The events that transpired in the last 48 hours reminded me of a time back when I was a surgical resident when I spent 20 hours in the operating room complex. It wasn’t because of just one surgical procedure (although I have experienced that as well, but let’s save that for later). This was because of  6 procedures.

It was the last day of my clerks and interns. This batch was so memorable because they were tight.  And they were tight with me. Everywhere I went, they were there. They did paperworks the same time – and eventually, at the same rate – as I did. When I had my meals, they had it with me. When I woke up, they’d wake up as well. You get the picture. On their last day, however, things started to turn out to be toxic in the early afternoon.
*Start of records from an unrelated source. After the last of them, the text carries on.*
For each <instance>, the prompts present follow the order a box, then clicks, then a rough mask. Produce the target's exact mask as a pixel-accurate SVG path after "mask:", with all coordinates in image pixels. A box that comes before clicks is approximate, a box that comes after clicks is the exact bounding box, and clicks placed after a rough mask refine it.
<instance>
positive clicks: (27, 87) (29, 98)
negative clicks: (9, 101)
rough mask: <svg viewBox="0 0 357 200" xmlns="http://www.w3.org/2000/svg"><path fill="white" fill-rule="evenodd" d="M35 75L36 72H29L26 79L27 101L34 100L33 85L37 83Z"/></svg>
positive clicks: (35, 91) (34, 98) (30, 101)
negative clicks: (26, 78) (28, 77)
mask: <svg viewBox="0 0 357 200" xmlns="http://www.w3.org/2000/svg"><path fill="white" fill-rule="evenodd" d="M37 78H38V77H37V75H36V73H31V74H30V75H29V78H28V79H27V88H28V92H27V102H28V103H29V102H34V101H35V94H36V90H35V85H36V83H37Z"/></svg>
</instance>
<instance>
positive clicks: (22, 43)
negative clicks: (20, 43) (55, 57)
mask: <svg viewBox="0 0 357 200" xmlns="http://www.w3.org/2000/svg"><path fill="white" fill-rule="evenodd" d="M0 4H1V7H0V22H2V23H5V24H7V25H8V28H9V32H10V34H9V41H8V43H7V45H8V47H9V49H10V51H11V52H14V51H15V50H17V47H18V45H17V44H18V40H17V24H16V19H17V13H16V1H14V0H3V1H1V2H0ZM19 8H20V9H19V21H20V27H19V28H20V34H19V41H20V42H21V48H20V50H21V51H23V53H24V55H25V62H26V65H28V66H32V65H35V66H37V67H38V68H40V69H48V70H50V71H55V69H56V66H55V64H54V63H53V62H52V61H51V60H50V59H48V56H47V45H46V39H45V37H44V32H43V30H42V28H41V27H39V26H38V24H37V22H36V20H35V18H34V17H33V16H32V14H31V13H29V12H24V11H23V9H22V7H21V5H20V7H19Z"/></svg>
That early, the whole surgical team on duty was divided in two teams doing procedures one after the other – 2 thoracotomies, a couple of appendectomies, an exploratory laparotomy, and a wound exploration. By 3 or 4 in the morning, we were all so exhausted that we slept for an hour in the operating room complex along with the anesthesia residents. Each one of us occupying a different table, stretcher, floor, or bench. Afterwhich, we resumed work and were done with everything by 10 am.

Doctors have their own superstitions. And it is in this case that this particular superstition involves the fact that it was the last day of our clerks and interns. We called it “The Last Duty Syndrome.”

However, as for my last 48 hours, I don’t know what particular superstition I will attach that with. Honestly, though, I wouldn’t want to associate it with anything.